October 2008
Extra
Credit Crisis Comes of Age
The whispers about the lack of available credit have become shouts. Financial institutions, shell-shocked by free-falling financials (Wachovia lost $8.9 billion dollars in the second quarter) and the reality that even if you are Bear Stearns you can go belly up, simply aren’t feeling all that generous.
Commercial and institutional loans fell nearly 3% during the past year, according to the Federal Reserve. This was the largest decline since 2001. Whereas earlier this year banks were freely extending credit, in June bank credit was plummeting at an annualized rate in excess of 6%, according to a report in The New York Times.

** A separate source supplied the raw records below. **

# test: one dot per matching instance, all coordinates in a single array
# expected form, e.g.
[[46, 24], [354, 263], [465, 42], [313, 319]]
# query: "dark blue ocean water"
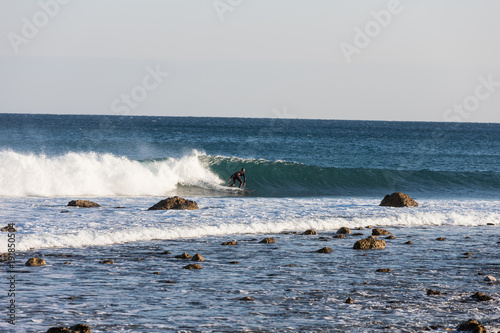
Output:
[[283, 157]]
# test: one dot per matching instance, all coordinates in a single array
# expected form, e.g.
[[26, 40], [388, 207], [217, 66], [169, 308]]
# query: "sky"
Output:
[[401, 60]]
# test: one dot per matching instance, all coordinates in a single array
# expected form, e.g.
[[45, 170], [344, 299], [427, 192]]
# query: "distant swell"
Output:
[[92, 174]]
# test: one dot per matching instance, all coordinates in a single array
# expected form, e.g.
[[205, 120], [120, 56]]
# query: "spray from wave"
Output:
[[92, 174]]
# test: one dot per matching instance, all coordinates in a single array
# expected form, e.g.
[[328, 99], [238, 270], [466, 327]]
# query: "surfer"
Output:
[[237, 177]]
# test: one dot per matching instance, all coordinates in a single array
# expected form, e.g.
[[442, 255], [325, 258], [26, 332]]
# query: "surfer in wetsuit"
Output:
[[237, 177]]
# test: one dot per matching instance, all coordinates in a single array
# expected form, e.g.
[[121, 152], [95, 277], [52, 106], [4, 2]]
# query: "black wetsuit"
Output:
[[237, 177]]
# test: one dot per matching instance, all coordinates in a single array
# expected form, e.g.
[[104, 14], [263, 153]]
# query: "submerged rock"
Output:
[[35, 262], [174, 203], [380, 232], [268, 241], [471, 325], [79, 328], [398, 199], [83, 204], [369, 244], [344, 230], [326, 249], [198, 257], [480, 297], [231, 243]]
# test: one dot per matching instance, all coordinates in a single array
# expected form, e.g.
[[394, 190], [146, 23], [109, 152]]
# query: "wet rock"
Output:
[[79, 328], [83, 204], [326, 249], [380, 232], [35, 262], [369, 244], [231, 243], [471, 325], [197, 257], [431, 292], [107, 262], [268, 241], [174, 203], [8, 228], [344, 230], [183, 256], [480, 297], [398, 199]]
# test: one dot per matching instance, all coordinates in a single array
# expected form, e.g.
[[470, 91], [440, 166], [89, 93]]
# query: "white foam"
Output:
[[92, 174], [227, 217]]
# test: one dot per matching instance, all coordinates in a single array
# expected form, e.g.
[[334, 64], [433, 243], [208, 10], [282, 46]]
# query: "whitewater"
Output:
[[305, 174]]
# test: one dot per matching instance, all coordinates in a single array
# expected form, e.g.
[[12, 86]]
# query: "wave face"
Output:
[[197, 174], [282, 178]]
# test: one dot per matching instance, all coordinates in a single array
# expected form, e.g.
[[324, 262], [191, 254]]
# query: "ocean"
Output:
[[303, 174]]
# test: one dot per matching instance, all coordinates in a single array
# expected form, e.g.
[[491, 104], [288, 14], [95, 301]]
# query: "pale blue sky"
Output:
[[430, 60]]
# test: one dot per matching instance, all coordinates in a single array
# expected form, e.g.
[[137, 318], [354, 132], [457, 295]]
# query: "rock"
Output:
[[471, 325], [8, 228], [231, 243], [344, 230], [183, 256], [431, 292], [107, 262], [325, 250], [369, 244], [268, 241], [398, 199], [480, 297], [380, 232], [174, 203], [79, 328], [35, 262], [197, 257], [83, 204]]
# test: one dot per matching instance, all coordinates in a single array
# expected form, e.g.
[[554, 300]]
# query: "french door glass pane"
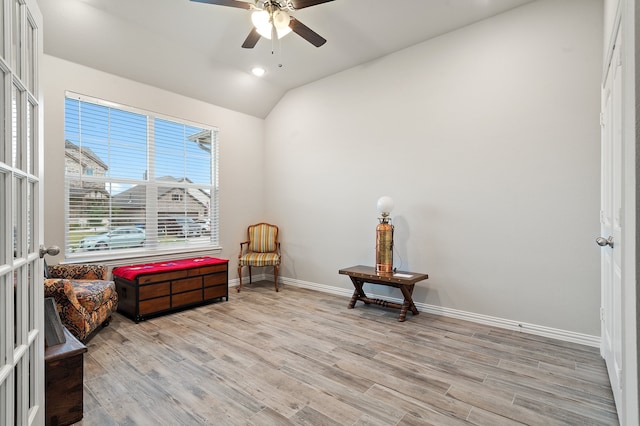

This means industry companies will have a tougher time securing credit should they need it. “Unless you have lines of credit with the banks already or terms with suppliers, it is going to be very difficult, especially if you’re a new business in this industry. People are not giving it,” says Robert Stillman, owner of Farfromboring.com (asi/192001) and a former Wall Streeter. “A lot of my buddies who are still on Wall Street say the bank debacle is affecting the economy from the top down. Wachovia, Citibank, all of the major institutions are having problems.”
Distributors may also find suppliers reacting a lot like the banks when it comes to credit terms. “Suppliers are getting gun-shy,” says Stillman. “Liken it to the mortgage business. The banks got socked and are now saying ‘no mas.’ Some suppliers are the same way.”
Leon Belwitz, president of CPS Keystone (asi/43051), says he hasn’t cut back on terms as of yet. “Not as long as they had the same business patterns they had in the past,” he says. “They will get the same credit they always had.”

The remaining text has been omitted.